Apple's biggest introduction on Tuesday: Apple Park

Posted:
in General Discussion edited September 2017
Next Tuesday, Apple is expected to unveil its largest array of new product introductions ever, ranging from iPhone 8-- and a premium new iPhone X-- to a new 4K/HDR Apple TV, new Apple Watch Series 3, revamped AirPods and the company's new HomePod appliance-- as well as its new Apple Park campus. Here's why it all matters-- starting with the location.


Steve Jobs Theater at Apple Park during construction in June 2017

Steve Jobs Theater at Apple Park

Certainly the "largest" new unveiling of the event will be Apple's new Campus 2, now officially branded as Apple Park-- a sprawling green campus centered around a futuristic "infinite loop" Ring and surrounded by satellite Phase 2 buildings that are both beautiful and minimalistically functional for research and design over the coming decades.

If Apple has been a force to be reckoned with while it operates out of a drab headquarters straight out of the dystopian suburbia of Office Space, a complex and its surrounding sprawl that's been overutilized through the last decade of Apple's intense growth and was originally built back in the mid 1990s-- back when Apple Computer built a few million Macs per year and struggled to license its reference designs for handheld Newton MessagePad tablets that nobody wanted-- imagine what will come out of these modern new facilities designed to inspire creativity and integration among teams.

The Apple Park name is an apparent homage to PARC, Silicon Valley's Xerox Palo Alto Research Center, where a variety of advanced computing ideas originated in the 1970s before being turned into real products by Apple (the original Mac), Adobe (PostScript), Cisco (Ethernet), Microsoft (Word) and many others.
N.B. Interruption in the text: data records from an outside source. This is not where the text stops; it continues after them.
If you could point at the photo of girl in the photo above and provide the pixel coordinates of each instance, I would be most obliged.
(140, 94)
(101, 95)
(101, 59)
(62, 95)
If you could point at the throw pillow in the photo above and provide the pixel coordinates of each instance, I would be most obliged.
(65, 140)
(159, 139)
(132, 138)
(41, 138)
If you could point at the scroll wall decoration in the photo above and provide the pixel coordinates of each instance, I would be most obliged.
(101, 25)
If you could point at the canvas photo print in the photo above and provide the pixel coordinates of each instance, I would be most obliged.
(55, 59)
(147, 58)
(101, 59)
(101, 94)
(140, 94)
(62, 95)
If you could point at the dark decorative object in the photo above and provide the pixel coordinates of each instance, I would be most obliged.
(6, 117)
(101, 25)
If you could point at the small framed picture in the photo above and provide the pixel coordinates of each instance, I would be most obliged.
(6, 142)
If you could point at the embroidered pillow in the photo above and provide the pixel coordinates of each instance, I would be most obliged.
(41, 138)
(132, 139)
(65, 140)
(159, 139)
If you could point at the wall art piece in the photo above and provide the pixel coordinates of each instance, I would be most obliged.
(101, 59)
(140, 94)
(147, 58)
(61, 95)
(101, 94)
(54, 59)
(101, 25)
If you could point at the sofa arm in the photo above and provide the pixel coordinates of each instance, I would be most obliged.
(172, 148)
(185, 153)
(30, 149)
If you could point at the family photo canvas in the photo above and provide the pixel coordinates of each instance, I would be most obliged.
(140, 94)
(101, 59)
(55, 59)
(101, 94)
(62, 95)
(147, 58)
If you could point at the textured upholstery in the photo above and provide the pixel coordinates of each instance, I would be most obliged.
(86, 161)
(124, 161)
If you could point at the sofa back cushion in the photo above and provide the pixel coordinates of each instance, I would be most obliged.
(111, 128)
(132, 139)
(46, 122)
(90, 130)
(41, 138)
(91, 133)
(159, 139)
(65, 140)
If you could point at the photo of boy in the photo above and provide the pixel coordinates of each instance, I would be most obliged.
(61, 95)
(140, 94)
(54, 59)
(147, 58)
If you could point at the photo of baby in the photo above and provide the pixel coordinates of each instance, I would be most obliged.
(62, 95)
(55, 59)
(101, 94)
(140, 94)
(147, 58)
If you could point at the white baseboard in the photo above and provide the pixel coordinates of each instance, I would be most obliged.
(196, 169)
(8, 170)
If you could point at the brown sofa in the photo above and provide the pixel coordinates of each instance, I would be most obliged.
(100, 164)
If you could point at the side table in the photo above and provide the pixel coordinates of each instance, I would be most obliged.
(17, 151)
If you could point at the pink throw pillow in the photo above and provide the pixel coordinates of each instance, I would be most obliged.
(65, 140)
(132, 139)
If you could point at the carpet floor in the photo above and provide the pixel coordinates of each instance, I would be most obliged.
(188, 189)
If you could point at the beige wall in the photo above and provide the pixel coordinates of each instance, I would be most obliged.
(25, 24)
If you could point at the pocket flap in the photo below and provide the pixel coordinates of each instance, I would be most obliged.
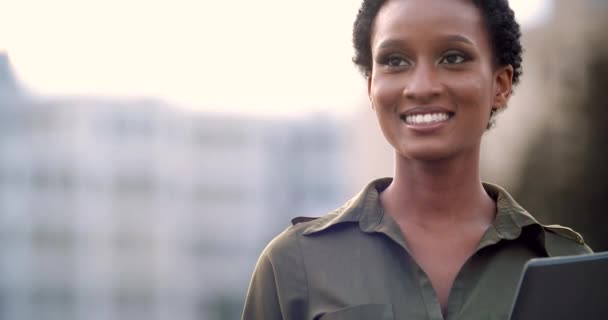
(361, 312)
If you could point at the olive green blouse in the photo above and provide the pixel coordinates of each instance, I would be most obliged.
(353, 263)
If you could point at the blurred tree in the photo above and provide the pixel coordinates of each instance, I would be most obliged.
(565, 179)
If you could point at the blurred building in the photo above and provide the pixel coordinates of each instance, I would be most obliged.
(117, 208)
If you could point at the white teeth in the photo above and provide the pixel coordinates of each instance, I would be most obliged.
(426, 118)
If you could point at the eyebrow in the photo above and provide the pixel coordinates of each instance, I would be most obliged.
(391, 43)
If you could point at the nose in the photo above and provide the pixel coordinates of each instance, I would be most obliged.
(422, 84)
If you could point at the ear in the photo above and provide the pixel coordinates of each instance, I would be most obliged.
(369, 90)
(503, 78)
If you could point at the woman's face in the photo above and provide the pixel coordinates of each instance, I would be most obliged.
(433, 81)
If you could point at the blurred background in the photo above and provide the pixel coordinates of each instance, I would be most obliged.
(149, 150)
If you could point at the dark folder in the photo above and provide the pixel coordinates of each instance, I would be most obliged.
(572, 287)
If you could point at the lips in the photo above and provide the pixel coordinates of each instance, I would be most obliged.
(425, 116)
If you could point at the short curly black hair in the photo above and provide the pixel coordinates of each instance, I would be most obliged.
(500, 21)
Apple's current style of R&D is far more immediate and practical than the academic experimentation of Xerox PARC, or for that matter the former Advanced Technology Group that Apple itself ran into the late 90s, or Microsoft Research or Google X or other labs that invent technology that rarely escapes to see any practical implementation in the real world.

A Theater named for the Showman


Tuesday's event is specifically being held within the subterranean Steve Jobs Theater, pictured below while it was still an excavated hole two years ago, back in the summer of 2015.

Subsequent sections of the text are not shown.